L’alerte a été lancée fin décembre par le Centre Départemental de l’Enfance et de la Famille (CDEF), en vertu de l’article obligeant toute autorité à dénoncer au Procureur de la République des crimes et délits portés à sa connaissance.
« Nous avions depuis quelques semaines des suspicions envers une adolescente de 14 ans, qui faisait des fugues récurrentes, explique à Rue89 Bordeaux Franck Bottin, directeur du CDEF. Nous avons fait un travail de mise en confiance pour comprendre, et des propos ont pu être étayés par des captures d’écran envoyées à la justice. »
L’enquête a abouti le 5 avril dernier à l’interpellation de deux mérignacais de 28 et 21 ans, placés en garde à vue puis mis en examen pour proxénétisme aggravé et infraction à la législation sur les stupéfiants. Ils avaient contraints à se prostituer sept adolescentes du CDEF.
« Détresse sociale et affective »
Les deux hommes « profitaient de la détresse sociale et affective de ces jeunes filles pour les enrôler dans des activités de prostitution via des petites annonces postées sur les réseaux sociaux, en marge d’activités de trafics de produits stupéfiants », indique le communiqué du parquet, qui a révélé l’affaire ce jeudi 7 avril.
Le principal mis en cause, le plus âgé, avait « séduit dans un premier temps l’une des mineures et l’incitait ensuite à rabattre d’autres jeunes filles, mettant en avant la possibilité pour elles d’obtenir facilement de l’argent. Pour cela, il mettait à disposition son appartement pour la réalisation de prestations sexuelles en échange de 50% des gains ».
Selon le CDEF, 5 des adolescentes vivaient alors dans des petites unités familiales, des maisons disséminées dans la métropole et occupées par 6 jeunes sous protection de l’aide sociale à l’enfance (ASE), avec la présence permanente d’un éducateur et celle d’un psychologue à mi temps. Les deux autres étaient déjà sorties de ce dispositif d’accueil d’urgence, qui compte 130 places pour les ados et préados, et où ceux-ci passent en moyenne 5 à 6 mois.
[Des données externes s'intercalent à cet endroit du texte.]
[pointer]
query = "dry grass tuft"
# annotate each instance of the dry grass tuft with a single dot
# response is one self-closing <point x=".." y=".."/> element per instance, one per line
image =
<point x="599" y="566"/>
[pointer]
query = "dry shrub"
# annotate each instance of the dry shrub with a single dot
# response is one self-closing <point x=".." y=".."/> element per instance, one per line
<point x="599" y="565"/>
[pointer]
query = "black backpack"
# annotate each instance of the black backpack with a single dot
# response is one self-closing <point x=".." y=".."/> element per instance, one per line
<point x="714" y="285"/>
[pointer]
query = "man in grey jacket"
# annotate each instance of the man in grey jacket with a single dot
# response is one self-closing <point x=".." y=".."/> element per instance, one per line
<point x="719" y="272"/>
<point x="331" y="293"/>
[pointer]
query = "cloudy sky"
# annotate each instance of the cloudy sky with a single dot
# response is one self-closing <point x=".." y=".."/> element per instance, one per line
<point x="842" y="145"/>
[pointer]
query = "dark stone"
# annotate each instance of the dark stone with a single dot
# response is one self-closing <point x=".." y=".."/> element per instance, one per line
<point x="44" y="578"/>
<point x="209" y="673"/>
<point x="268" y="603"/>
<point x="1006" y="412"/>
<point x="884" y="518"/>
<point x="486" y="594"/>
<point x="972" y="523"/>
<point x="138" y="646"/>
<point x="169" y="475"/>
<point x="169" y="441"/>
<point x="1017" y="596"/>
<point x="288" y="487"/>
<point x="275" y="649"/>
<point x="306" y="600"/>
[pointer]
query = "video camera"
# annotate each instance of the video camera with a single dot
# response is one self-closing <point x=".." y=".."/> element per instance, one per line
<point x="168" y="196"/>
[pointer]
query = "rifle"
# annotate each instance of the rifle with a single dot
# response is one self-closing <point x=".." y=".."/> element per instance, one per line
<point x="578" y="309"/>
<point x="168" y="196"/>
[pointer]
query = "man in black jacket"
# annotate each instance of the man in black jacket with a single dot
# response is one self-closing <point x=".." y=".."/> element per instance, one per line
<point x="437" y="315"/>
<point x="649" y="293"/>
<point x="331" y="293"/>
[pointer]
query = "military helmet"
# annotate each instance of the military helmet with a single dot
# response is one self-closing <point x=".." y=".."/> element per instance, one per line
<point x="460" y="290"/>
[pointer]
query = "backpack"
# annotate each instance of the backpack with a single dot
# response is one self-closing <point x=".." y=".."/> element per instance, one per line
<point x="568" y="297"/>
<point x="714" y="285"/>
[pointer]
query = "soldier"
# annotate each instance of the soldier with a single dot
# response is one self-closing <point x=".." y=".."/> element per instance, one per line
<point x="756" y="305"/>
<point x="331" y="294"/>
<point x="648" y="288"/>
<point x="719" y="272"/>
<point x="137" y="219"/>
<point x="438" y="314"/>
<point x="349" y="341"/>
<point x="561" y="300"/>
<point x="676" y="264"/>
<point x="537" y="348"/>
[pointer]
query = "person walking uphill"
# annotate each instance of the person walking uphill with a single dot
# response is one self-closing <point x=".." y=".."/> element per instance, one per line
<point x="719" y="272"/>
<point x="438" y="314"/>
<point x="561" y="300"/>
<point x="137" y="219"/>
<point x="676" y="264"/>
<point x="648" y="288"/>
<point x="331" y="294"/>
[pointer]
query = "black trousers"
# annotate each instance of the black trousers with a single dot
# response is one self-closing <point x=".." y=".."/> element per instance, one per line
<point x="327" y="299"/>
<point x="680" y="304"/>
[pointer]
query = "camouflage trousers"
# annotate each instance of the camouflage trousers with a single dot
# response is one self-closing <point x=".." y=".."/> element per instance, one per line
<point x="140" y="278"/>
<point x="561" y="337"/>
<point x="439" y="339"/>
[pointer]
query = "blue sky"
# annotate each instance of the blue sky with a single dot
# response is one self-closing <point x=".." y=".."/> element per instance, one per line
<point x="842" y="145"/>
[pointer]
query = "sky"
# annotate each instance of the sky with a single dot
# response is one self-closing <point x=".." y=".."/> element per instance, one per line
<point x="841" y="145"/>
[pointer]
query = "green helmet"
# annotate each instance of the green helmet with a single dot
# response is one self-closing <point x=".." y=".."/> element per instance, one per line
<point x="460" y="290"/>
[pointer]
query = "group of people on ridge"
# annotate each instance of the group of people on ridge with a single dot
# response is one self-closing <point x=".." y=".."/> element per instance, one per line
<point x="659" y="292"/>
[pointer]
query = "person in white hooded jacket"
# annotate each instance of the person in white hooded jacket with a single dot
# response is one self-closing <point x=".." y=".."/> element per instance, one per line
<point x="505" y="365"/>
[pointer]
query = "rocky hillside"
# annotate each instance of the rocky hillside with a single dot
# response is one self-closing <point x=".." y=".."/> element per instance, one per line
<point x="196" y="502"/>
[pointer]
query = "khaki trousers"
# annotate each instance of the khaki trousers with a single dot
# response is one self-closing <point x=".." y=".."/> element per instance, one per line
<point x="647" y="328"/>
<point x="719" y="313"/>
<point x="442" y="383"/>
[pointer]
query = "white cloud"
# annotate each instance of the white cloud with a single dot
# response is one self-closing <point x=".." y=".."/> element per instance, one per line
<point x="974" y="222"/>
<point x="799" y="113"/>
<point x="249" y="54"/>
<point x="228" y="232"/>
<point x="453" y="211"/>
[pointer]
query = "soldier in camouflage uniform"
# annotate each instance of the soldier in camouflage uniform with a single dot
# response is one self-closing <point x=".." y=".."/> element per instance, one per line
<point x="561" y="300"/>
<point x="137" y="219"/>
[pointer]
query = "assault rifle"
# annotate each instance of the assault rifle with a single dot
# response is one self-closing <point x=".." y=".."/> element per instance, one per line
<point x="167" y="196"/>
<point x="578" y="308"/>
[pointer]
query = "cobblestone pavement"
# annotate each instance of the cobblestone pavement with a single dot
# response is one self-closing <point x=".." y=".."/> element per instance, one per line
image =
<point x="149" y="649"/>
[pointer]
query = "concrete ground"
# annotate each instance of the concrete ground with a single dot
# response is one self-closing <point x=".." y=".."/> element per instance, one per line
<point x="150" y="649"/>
« C’est une maison ouverte, pas un centre fermé, poursuit Franck Bottin. Les jeunes vont à l’école, en formation… Et ils échangent sur les réseaux sociaux et les groupes whatsapp, ce qui permet que des jeunes filles qui ne se connaissent pas puissent entrer en contact. »
Mais pour le directeur du CDEF, l’institution, mise en cause dans un passé récent, a fait son maximum :
« Près de 700 agents travaillent au CDEF et vont se poser la question si l’institution a été en faute ou pas. Or le travail a été fait et bien fait pour tisser la confiance avec des jeunes. C’est parfois compliqué et cela prend du temps mais quand nous avons de telles informations elle doivent être dénoncées. Il ne faut pas baisser la garde. »
Rôle des réseaux sociaux
Le communiqué du Procureur de la République alerte sur le phénomène de proxénétisme « de cité », visant des jeunes filles en fragilité sociale, une pratique qui a augmenté de 39% entre 2019 et 2029. Franck Bottin confirme que la prostitution « devient un sujet prégnant, amplifié avec les réseaux sociaux ».
« Parmi les 7 à 10000 mineurs qui se prostituent en France, tous ne relèvent pas de la protection de l’enfance. Mais on a des jeunes fragiles. Elles peuvent tomber sous le joug de certaines personnes mal intentionnées qui feraient semblant de s’intéresser à elles, car elles sont en demande affective de reconnaissance. Ce moment de tumulte intérieur qu’est l’adolescence s’ajoute pour elles à des situations de crise. Elles sont placées en urgence à cause d’échec familial ou scolaire, ou de rupture sentimentale. Et ils ont parfois envie de défier les autorités, quitte à être dans le déni et se mettre en danger. »
Un phénomène dont le CDEF se méfie particulièrement alors que ses services sont actuellement « sous tension » : faute de place dans les structures d’hébergement pérennes, comme les Maisons d’enfants à caractère social (Mecs), les séjours dans ces foyers s’allongent. Le Centre départemental suit actuellement plus de 400 enfants, adolescents et jeunes, de 0 à 21 ans.